Now that we have learnt about text analysis, it is time to go back to our network! Before we begin, let's learn about communities. If you want to learn more details, I recommend you take a look at _Chapter 9_ in the _Network Science_ book ... but the lecture should be enough to get you started. For this and the next exercise, work on the _undirected_ version of the network.

> **_Video Lecture_**: Communities in networks. 

You can watch the 2015 video [here](https://youtu.be/06GL_KGHdbE/).

In [6]:
YouTubeVideo("FSRoqXw28RI",width=800, height=450)
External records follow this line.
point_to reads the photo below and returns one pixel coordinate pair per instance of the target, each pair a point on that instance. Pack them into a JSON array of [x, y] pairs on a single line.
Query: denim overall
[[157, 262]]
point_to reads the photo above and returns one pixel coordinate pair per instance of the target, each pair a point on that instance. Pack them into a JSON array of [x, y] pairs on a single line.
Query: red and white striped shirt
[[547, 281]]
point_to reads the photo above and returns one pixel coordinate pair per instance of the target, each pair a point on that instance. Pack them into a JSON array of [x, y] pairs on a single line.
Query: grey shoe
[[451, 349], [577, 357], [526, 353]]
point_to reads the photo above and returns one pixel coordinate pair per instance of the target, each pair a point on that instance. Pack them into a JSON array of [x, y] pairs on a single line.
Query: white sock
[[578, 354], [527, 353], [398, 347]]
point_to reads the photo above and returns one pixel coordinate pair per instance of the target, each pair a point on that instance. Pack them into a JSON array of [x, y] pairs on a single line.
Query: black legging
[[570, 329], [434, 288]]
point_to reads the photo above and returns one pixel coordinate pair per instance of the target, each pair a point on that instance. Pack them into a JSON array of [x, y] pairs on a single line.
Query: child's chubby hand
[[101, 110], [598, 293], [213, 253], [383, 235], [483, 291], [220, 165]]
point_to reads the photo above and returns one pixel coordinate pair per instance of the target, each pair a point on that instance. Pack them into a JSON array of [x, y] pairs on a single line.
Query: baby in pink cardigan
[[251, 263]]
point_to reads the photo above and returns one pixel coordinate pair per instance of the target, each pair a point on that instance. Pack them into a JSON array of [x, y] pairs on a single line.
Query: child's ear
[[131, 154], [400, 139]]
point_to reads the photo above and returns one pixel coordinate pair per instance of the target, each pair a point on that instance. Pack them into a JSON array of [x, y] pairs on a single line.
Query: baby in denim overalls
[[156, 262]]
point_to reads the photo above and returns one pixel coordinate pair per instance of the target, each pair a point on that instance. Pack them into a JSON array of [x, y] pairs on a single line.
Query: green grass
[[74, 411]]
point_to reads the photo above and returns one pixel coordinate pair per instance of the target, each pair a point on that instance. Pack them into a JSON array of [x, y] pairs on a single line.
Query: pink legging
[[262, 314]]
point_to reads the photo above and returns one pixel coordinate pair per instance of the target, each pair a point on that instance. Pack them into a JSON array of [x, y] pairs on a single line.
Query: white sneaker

> _Exercise 8_: Use the concept of modularity to explore how _community-like_ the parties and states are.
> 
> * Explain the concept of modularity in your own words.
> * Consider the undirected version of the graph for the 115th house of representatives.
> * Compute the modularity when you partition nodes based on their party. Modularity is described in the _Network Science_ book, section 9.4). Use **equation 9.12** in the book to calculate the modularity _M_ of the parties-partitioning. Are the parties good community?
> * Repeat the exercise above by considering states instead of parties. Are the states good communities?
> * Would you expect these results in light of what we have found in the previous exercises?

> _Exercise 9_: Community detection on the house of representatives network. 
> 
> * Use [the Python Louvain-algorithm implementation](http://perso.crans.org/aynaud/communities/) to find communities in the full house of representatives network. Report the value of modularity found by the algorithm. Is it higher or lower than what you found above for the parties/states as communities? What does this comparison reveal about the parties/states?
    >   * \[**Note**: This implementation is now available as Anaconda package. Install with `conda` as expained [here](https://anaconda.org/auto/python-louvain)\]. 
    >   * You can also try the *Infomap* algorithm instead if you're curious. Go to [this page]. (http://www.mapequation.org/code.html) and search for 'python'. It's harder to install, but a better community detection algorithm.
> * Optional: Visualize the network, using the Force Atlas algorithm (see Lecture 5, exercise 2). This time assign each node a different color based on their _community_. Describe the structure you observe.
> * Optional: Compare the communities found by your algorithm with the parties by creating a matrix **_D_** with dimension (_B_ times _C_), where _B_ is the number of parties and _C_ is the number of communities. We set entry _D_(_i_,_j_) to be the number of nodes that party _i_ has in common with community _j_. The matrix **_D_** is what we call a [**confusion matrix**](https://en.wikipedia.org/wiki/Confusion_matrix). Use the confusion matrix to explain how well the communities you've detected correspond to the parties.
> * Optional: Repeat the point above, considering states instead of parties.

> _Exercise 10_ (Optional): Understanding communities using text analysis. 
> 
> * We want to find out which words are important for each community, so we're going to create N large documents, where N is the number of communities you have found in exercise 9. Tokenize the pages, and combine the tokens into one long list including all the pages of the members of the same community. Repeat the process in exercise 2 for success.
> * Compute the TF-IDF for each community. 
> * Create a word-cloud for each community. Do they help interpreting the communities you have found?